El Dr. Monje también habló sobre el papel de la superficie del implante. En concreto, recordó que los implantes más rugosos presentan un ecosistema microbiológico más desfavorable, mientras que los implantes maquinados, aunque con mayor riesgo de fracaso temprano, se infectan menos y permiten una descontaminación más predecible.

En este contexto, introdujo el concepto de implantes híbridos, con una zona coronal mecanizada o microrugosa y una zona apical rugosa, diseñados para optimizar la osteointegración y, al mismo tiempo, reducir la susceptibilidad a la infección. Estudios preclínicos muestran que en implantes híbridos la interleucina 1 beta disminuye de forma significativa en modelos de periimplantitis experimental.

«Tenemos en nuestras manos parar la pérdida de hueso progresiva«, afirmó, defendiendo la incorporación de implantes híbridos como parte de la odontología contemporánea. Además, señaló que «la selección del implante debe buscar sistemas que eviten la microfiltración bacteriana«, un factor decisivo para mantener la salud periimplantaria tanto en alveolos cicatrizados como frescos.

Cirugía en pacientes susceptibles a periimplantitis con regeneración

En el mismo bloque científico, la Dra. Ana Molina, EFP Board y Máster UCM de Periodoncia e implantes dentales, abordó el desafío de la cirugía en pacientes susceptibles a periimplantitis con regeneración.

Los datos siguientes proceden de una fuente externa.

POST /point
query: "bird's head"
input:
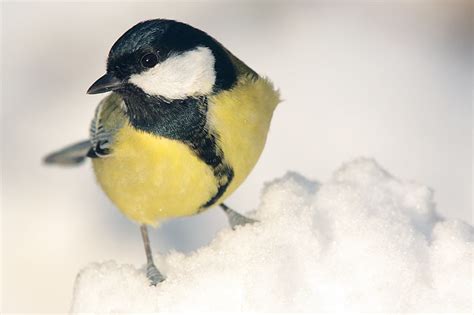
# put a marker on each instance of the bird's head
(168, 60)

Recordó que el 43% de los pacientes desarrolla mucositis periimplantaria, primer paso hacia la periimplantitis, y que hasta un 22% puede llegar a desarrollar la enfermedad.

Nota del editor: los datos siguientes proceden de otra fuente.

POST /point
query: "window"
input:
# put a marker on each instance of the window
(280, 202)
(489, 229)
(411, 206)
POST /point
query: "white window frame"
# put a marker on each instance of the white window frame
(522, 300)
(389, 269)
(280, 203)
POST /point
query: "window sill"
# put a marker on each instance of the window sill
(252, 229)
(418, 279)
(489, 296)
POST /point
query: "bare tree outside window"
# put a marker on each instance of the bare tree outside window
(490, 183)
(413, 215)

Entre los factores de riesgo identificados destacó el biofilm, los antecedentes de periodontitis crónica y la falta de mantenimiento regular. Además, señaló otros indicadores de riesgo «que se dan a la vez pero no se sabe si tienen relación causal» como el tabaco, la diabetes, la ausencia de mucosa queratinizada, los restos de cemento y la inaccesibilidad a la higiene.

Desde el punto de vista quirúrgico, la Dra. Molina subrayó que la regeneración ósea horizontal simultánea a la colocación del implante ofrece tasas de supervivencia del 97,6%, aunque suele dejar defectos residuales de alrededor de 1 mm en un 20% de los casos.

En situaciones con disponibilidad ósea inadecuada, la Dra. Ana Molina recomendó llevar a cabo la regeneración previa a la colocación del implante

La Dra. Molina compartió una serie de recomendaciones clínicas. Así, indicó que los implantes deben colocarse en una posición protésicamente guiada y rodeados circunferencialmente de hueso. «Idealmente debe haber 1,5mm de hueso alrededor de implantes, si bien estas dimensiones pueden verse influenciadas por factores relacionados con el implante, la mucosa que lo rodea y la futura prótesis«, explicó. En situaciones con disponibilidad ósea inadecuada, recomendó llevar a cabo la regeneración previa a la colocación del implante, que permite mayores ganancias óseas y una planificación más segura.

Finalmente, insistió en la importancia del tejido blando, recomendando una banda mínima de 2 mm de mucosa queratinizada, ya que su ausencia se asocia a mayor dificultad para la higiene, inflamación y pérdida ósea temprana. «No solo hay que mirar el escáner, sino también el aspecto clínico del paciente», concluyó.